Aber es soll nen Fix geben für den Bug aber da müsstest mal selbst Googlen.
Ansonsten kann ich nur zum 2420Z raten.


----------



## 1stF_TreffNix (3. April 2014)

*AW: 144 Hz Monitor für CS:GO*



Santa_K schrieb:


> Beim BenQ hab ich weiterhin auch gehört, dass dieser einen Motion Blur Fehler haben soll, vielleicht könnte mich da auch einmal jemand aufklären, was es damit auf sich hat. Ja, dann hoff ich mal auf eure Hilfe!
> 
> Grüße Santa_K



Ich bins gerade leid immer neu zu schreiben...



1stF_TreffNix schrieb:


> Und nochmal:
> 
> Es gibt keinen Bug was MBR angeht, und es wird niemals ein TN Panel kommen bei dem das Strobing zu 100% entfernt werden kann.
> Selbst der "Bugfix" (Strobe Utility) erlaubt das einstellen von den festen 2ms auf 0,5 bis 10ms und kann dadurch das Strobing nur bis zu 90% reduzieren.
> ...


----------



## Westcoast (3. April 2014)

*AW: 144 Hz Monitor für CS:GO*

mit dem BenQ XL2420Z kannst du echt nichts falsch machen. farben sind in ordnung, gut verarbeitet und schnell. 

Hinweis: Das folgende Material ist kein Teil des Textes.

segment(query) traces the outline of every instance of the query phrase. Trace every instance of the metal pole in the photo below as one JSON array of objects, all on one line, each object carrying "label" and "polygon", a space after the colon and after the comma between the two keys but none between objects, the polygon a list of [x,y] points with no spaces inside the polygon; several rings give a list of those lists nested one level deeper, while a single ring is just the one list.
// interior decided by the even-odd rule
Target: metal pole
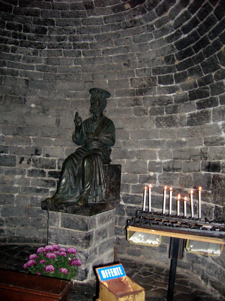
[{"label": "metal pole", "polygon": [[172,246],[172,259],[170,262],[167,301],[172,301],[179,240],[180,239],[177,237],[172,237],[171,238],[171,243]]}]

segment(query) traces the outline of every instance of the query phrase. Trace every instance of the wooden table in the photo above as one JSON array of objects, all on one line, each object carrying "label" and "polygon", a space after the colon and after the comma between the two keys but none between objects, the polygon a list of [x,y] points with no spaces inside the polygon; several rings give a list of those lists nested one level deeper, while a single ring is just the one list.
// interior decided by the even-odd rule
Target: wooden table
[{"label": "wooden table", "polygon": [[1,301],[68,301],[72,282],[0,269]]},{"label": "wooden table", "polygon": [[[224,234],[220,235],[219,232],[214,236],[213,234],[208,231],[206,234],[204,231],[201,233],[199,233],[193,234],[191,231],[182,231],[182,229],[174,228],[166,229],[163,228],[155,227],[154,226],[147,228],[147,227],[142,228],[141,226],[135,227],[128,225],[127,228],[128,240],[129,241],[129,232],[141,232],[142,233],[147,233],[150,234],[155,234],[164,236],[169,236],[171,237],[170,246],[172,250],[170,250],[171,261],[170,270],[168,290],[167,292],[167,301],[172,301],[173,296],[174,284],[176,277],[177,263],[178,256],[179,246],[180,244],[180,240],[184,239],[200,241],[205,241],[208,243],[219,244],[221,245],[225,244]],[[182,244],[180,244],[182,245]]]}]

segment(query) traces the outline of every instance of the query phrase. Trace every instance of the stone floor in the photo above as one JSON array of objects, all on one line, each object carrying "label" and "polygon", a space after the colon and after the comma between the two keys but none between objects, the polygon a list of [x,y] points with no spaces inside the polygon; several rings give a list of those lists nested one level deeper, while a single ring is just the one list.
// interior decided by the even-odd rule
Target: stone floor
[{"label": "stone floor", "polygon": [[[0,245],[0,267],[24,272],[22,265],[37,246]],[[145,289],[146,301],[166,301],[169,269],[152,263],[143,264],[121,258],[127,276]],[[75,282],[69,291],[69,301],[95,301],[98,297],[98,281]],[[225,298],[201,284],[193,275],[177,272],[173,301],[224,301]]]}]

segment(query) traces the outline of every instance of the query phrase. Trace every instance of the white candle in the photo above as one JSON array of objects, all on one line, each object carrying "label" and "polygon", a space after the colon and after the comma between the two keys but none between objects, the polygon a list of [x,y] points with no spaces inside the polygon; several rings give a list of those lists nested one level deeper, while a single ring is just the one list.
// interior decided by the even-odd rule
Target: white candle
[{"label": "white candle", "polygon": [[171,215],[171,211],[172,209],[172,187],[170,187],[170,200],[169,203],[169,214]]},{"label": "white candle", "polygon": [[152,185],[149,184],[148,185],[148,211],[151,212],[151,188]]},{"label": "white candle", "polygon": [[187,197],[184,197],[184,217],[186,217],[187,216],[186,208]]},{"label": "white candle", "polygon": [[145,211],[145,203],[146,202],[146,191],[147,188],[145,187],[144,189],[144,202],[143,202],[143,211]]},{"label": "white candle", "polygon": [[198,218],[201,219],[201,191],[202,187],[200,187],[198,189]]},{"label": "white candle", "polygon": [[190,191],[190,209],[191,213],[191,217],[194,217],[194,210],[193,209],[193,190]]},{"label": "white candle", "polygon": [[165,186],[163,191],[163,214],[165,214],[165,210],[166,208],[166,187]]},{"label": "white candle", "polygon": [[177,196],[177,216],[180,215],[180,199],[181,195],[180,194]]}]

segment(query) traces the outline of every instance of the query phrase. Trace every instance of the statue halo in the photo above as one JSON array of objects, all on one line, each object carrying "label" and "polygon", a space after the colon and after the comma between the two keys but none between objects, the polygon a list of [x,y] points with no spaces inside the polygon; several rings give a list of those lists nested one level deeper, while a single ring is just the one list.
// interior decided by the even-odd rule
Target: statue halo
[{"label": "statue halo", "polygon": [[89,93],[92,95],[96,93],[104,95],[105,98],[108,98],[111,95],[108,91],[104,90],[104,89],[100,89],[99,88],[92,88],[89,90]]}]

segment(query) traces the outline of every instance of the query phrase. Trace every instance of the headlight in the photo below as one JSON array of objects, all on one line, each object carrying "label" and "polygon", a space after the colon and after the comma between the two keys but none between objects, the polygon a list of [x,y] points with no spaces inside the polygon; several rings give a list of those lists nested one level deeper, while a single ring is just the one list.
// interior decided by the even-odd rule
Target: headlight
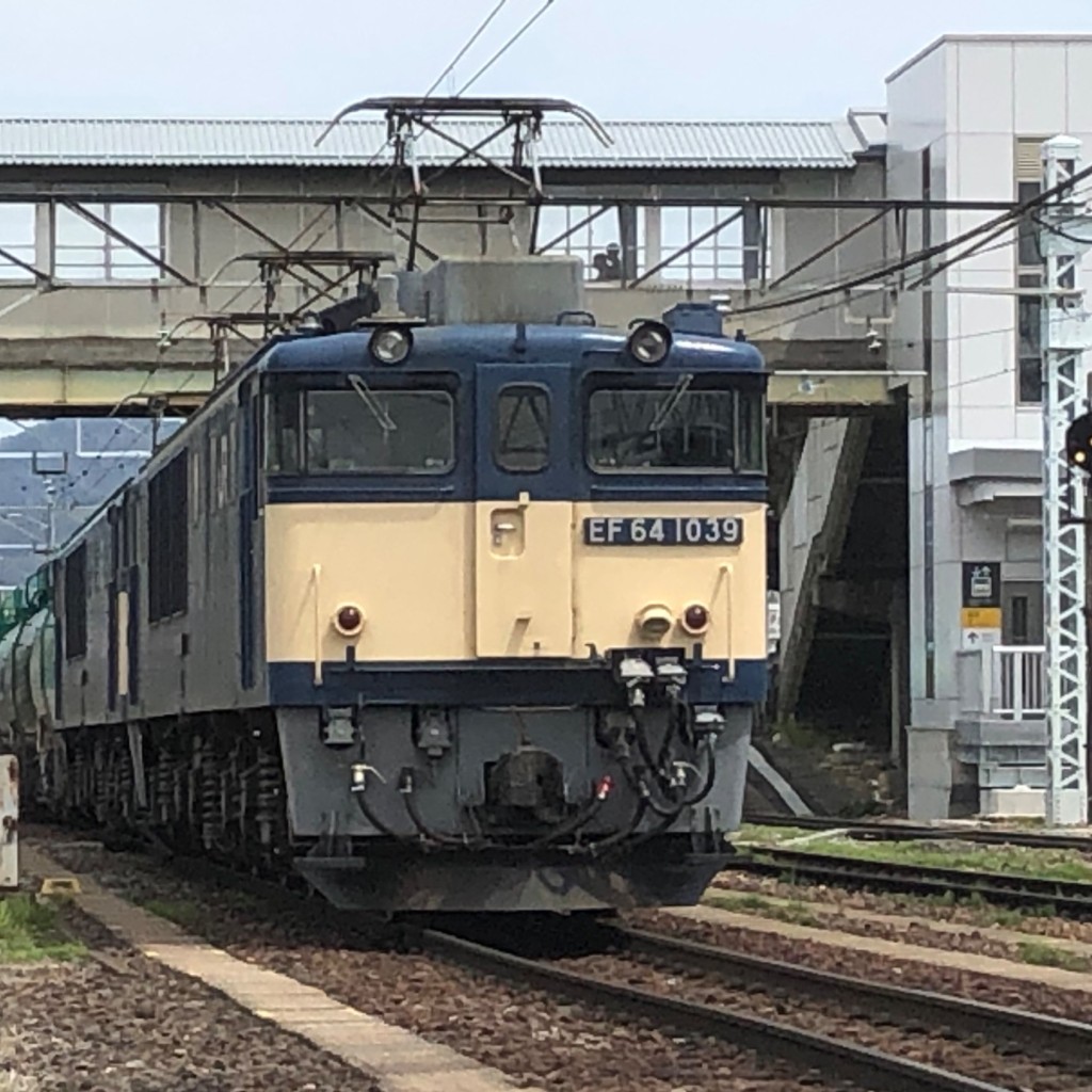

dieser mit 240Hz: Eizo Foris FG2421 schwarz, 23.5" (FG2421-BK) Preisvergleich | Geizhals Deutschland

geht sicherlich in CS:GO richtig ab, wenn das system gut feuern kann.


----------



## SaftSpalte (3. April 2014)

*AW: 144 Hz Monitor für CS:GO*

da bekomme ich auch lust zu einem 144 hz monitor zu greifen   will aber den markt noch etwas ruhen lassen und die rift erst testen .

Hey TE !  Falls du einen Monitor gekauft hast ,bitte ich dich eine kleine Meinung zu posten . danke


----------



## Santa_K (3. April 2014)

*AW: 144 Hz Monitor für CS:GO*

@SaftSpalte: mach ich wenn ich es nicht vergesse.

Was hat es eigentlich mit diesem NVIDIA G-Sync auf sich? Ich würde mir ja den Benq sofort holen aber, habe dann gelesen im 2. Quartal soll noch ein XL240G rauskommen, der eben dieses inne hat.


----------



## SaftSpalte (3. April 2014)

*AW: 144 Hz Monitor für CS:GO*

g-sync hamoniert mit der grafikkarte zusammen . Monitor und graka sind besser abgestimmt . Dies führt dazu das du weniger schlieren hast und das bei weniger bildrate ... G-sync funktioniert auch nur bei Nvidia karten .

Ist halt besser wenn Monitor und Grafikkarte aufeinander abgestimmt ist . 

Soweit ich es verstanden habe bringt G-sync nur was ,wenn du unter 60 fps fällst .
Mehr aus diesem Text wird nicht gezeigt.